The guy on the other end didn’t seem to understand I couldn’t talk, as every breath was being kicked out of me every time I tried to speak.
Eventually, he understood I was in a bad way.
First the paramedics arrived who assessed me and confirmed that there was something present in my chest that was causing concern. After administering Codeine and gas and air, the radioed for an ambulance.
After arriving at the hospital, I was transferred to a cubicle and waited for the nurse/doctor.
When they arrived, they advised me I needed routine blood tests. ‘F**k!’ I thought, ‘I hate needles’, who does right?
So, having avoided blood tests the majority of my life, I was now facing more anxiety. Eventually I had to reside to the fact I needed these tests.
I was also advised that I needed a chest x-ray to “rule out” certain things.
It seemed to take forever, and I was getting more frustrated and stressful as the time went on.
Finally, the doctor came back and explained I need to go up AMU (Acute Medical Unit) where are would be required to have some more tests, namely blood oxygen tests, and to make matters worse, the blood had to be extracted from my wrists. OUCH!
After yet more waiting and after the tests I was informed that I need to be injected with Clexane…”WTF?” I thought whilst calmly asking the nurse what that is…
“Its an anti-coagulant, it is prescribe for people who we suspect as having a blood clot”
“A blood clot? how? why? what’s happened?”, I stuttered.”You have a suspected PE”, she replied
“What’s a PE? I’m not medically trained” I thought the level of sarcasm was enough to make light of the situation.
“A Pulmonary Embolism, basically a blood clot has formed and broken away and found it’s way to you lungs.”
At first, it didn’t register what she had said, I knew it was serious, but the enormity hadn’t sunk in.
I was discharged from hospital around 8.40pm, having spent some 11 hours in hospital.
I got home, and it hit me like a steam train, the words what the medical staff said echoed around me head.
‘I could have died that day’…
Those six little words devastated me, I sat most of the night in disbelief, in silence and utter shock.

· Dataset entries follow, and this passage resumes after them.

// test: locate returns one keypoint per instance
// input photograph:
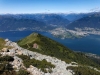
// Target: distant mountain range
(37, 43)
(31, 22)
(91, 21)
(46, 22)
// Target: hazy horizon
(48, 6)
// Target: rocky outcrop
(60, 66)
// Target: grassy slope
(2, 42)
(52, 48)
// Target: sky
(48, 6)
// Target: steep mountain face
(92, 21)
(10, 23)
(38, 43)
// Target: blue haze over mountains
(48, 22)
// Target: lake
(90, 44)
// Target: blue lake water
(89, 44)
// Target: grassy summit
(2, 42)
(44, 45)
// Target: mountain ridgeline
(44, 45)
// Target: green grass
(37, 63)
(2, 42)
(55, 49)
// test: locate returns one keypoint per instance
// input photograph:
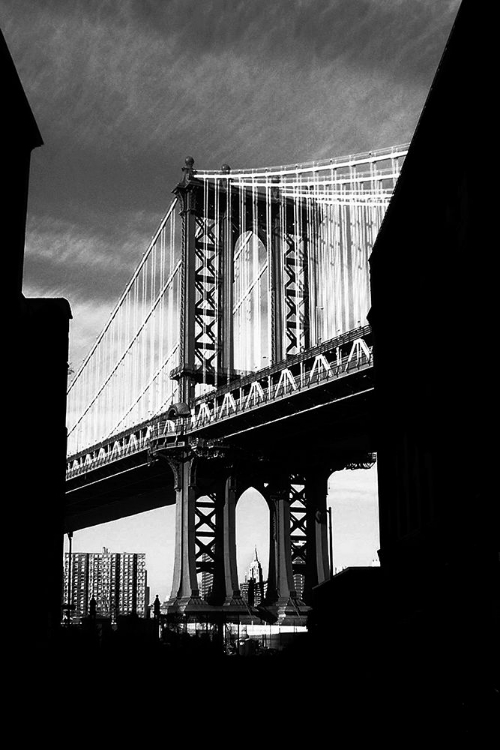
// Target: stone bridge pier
(208, 483)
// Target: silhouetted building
(116, 581)
(434, 303)
(36, 354)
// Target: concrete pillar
(185, 593)
(317, 563)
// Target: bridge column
(185, 594)
(317, 564)
(281, 598)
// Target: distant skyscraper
(117, 582)
(207, 578)
(253, 587)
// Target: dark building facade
(433, 302)
(37, 366)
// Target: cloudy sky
(123, 91)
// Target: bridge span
(238, 355)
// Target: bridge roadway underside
(325, 429)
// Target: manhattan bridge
(239, 355)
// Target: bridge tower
(209, 476)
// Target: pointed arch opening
(252, 544)
(251, 308)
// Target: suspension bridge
(238, 355)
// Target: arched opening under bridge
(252, 535)
(251, 307)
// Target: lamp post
(330, 540)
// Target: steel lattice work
(247, 269)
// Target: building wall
(117, 582)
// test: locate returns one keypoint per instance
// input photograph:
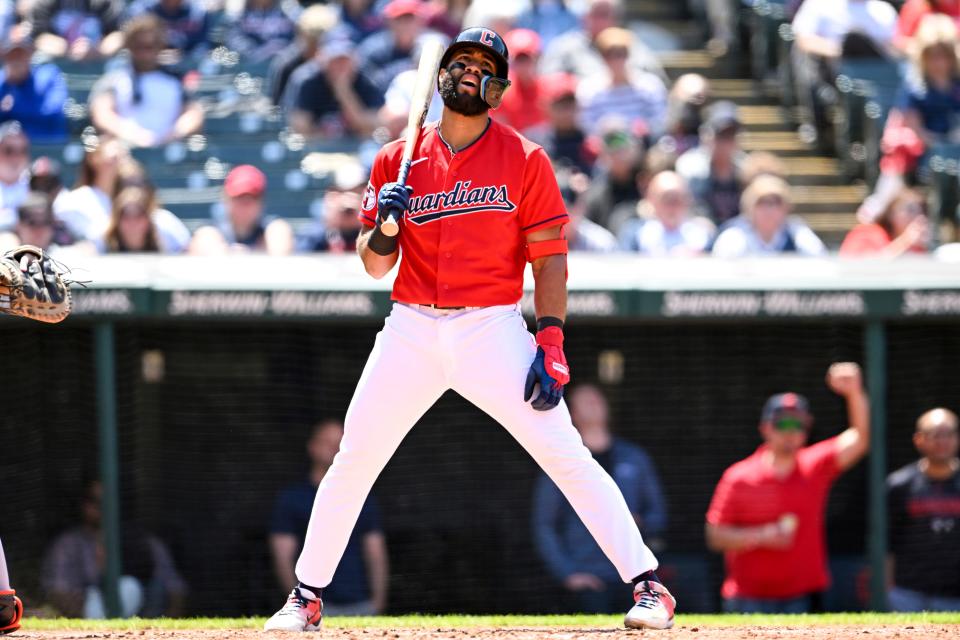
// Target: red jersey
(749, 494)
(462, 239)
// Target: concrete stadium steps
(820, 196)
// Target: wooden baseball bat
(423, 90)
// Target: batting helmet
(483, 38)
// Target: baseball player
(30, 287)
(11, 609)
(481, 201)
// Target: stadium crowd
(646, 165)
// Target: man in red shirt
(481, 201)
(767, 513)
(524, 106)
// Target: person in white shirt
(666, 226)
(819, 28)
(821, 25)
(764, 226)
(639, 97)
(143, 104)
(14, 177)
(85, 210)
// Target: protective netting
(213, 421)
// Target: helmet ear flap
(492, 89)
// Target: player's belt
(439, 308)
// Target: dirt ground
(680, 632)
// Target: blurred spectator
(77, 29)
(444, 16)
(618, 165)
(394, 113)
(548, 18)
(357, 20)
(385, 54)
(341, 202)
(563, 542)
(32, 95)
(329, 97)
(45, 178)
(35, 222)
(359, 585)
(564, 141)
(143, 104)
(523, 105)
(498, 15)
(576, 52)
(913, 11)
(187, 23)
(8, 18)
(312, 25)
(14, 177)
(821, 28)
(261, 31)
(923, 501)
(246, 228)
(768, 510)
(685, 105)
(72, 572)
(639, 97)
(582, 234)
(926, 110)
(172, 235)
(85, 210)
(668, 228)
(764, 226)
(761, 163)
(131, 228)
(713, 168)
(902, 228)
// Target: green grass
(461, 621)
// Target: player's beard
(462, 103)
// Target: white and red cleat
(299, 614)
(653, 608)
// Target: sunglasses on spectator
(9, 150)
(37, 223)
(146, 46)
(770, 201)
(616, 52)
(942, 432)
(133, 212)
(790, 423)
(914, 207)
(672, 197)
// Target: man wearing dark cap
(330, 97)
(387, 53)
(713, 169)
(35, 222)
(523, 106)
(32, 95)
(245, 228)
(768, 510)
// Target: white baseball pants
(484, 355)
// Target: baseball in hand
(844, 378)
(788, 523)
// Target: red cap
(523, 41)
(245, 180)
(558, 85)
(398, 8)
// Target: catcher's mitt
(32, 287)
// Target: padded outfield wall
(190, 386)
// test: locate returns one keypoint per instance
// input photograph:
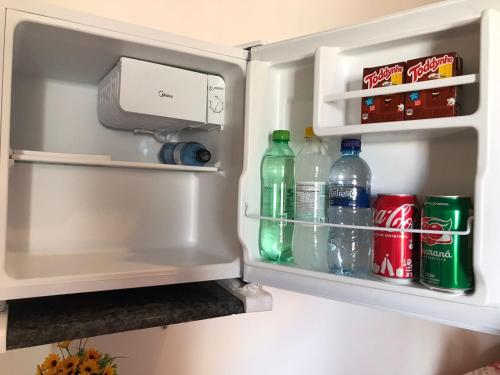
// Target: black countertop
(44, 320)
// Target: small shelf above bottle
(26, 156)
(388, 90)
(465, 232)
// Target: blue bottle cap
(350, 144)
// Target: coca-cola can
(395, 253)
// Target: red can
(394, 253)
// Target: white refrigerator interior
(84, 207)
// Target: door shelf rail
(387, 90)
(465, 232)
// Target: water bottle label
(278, 201)
(310, 201)
(349, 196)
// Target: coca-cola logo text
(401, 217)
(430, 65)
(383, 74)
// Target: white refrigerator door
(294, 83)
(86, 208)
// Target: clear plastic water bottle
(184, 153)
(277, 174)
(349, 250)
(311, 173)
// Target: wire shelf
(465, 232)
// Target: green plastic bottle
(277, 176)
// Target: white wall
(302, 335)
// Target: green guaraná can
(446, 259)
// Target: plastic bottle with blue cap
(349, 250)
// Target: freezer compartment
(72, 223)
(426, 158)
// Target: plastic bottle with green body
(277, 175)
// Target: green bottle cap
(281, 135)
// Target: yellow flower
(64, 344)
(109, 371)
(93, 354)
(89, 367)
(51, 362)
(68, 365)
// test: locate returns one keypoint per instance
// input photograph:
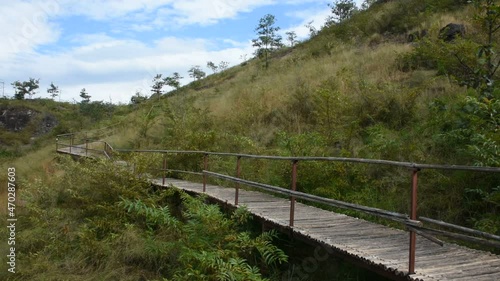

August 2014, I nearly exited this world. The more I thought it, the worse I felt and questioning myself I wondered what and why this was happening to me.
To make matters worse, I had heard that a school friend (Kev – God bless his soul) had suffered a Pulmonary Embolism, but never made it.
Now when you hear all that and have it running around your mind constantly, it is very difficult not to feel depressed.
Sadly, that is what happened.
For a long-time and to be fair, even now I still have bouts of depression, and the worst part is it can come at any time, without warning, just that little thought inside your head repeating “you could have died”.
I know a lot of people reading this will think I should be grateful to be alive, and I should cherish it. The fact is, I do, but depression can be overwhelming. You could have 1 million positives in your life, but that 1 thing can destroy it all in one go.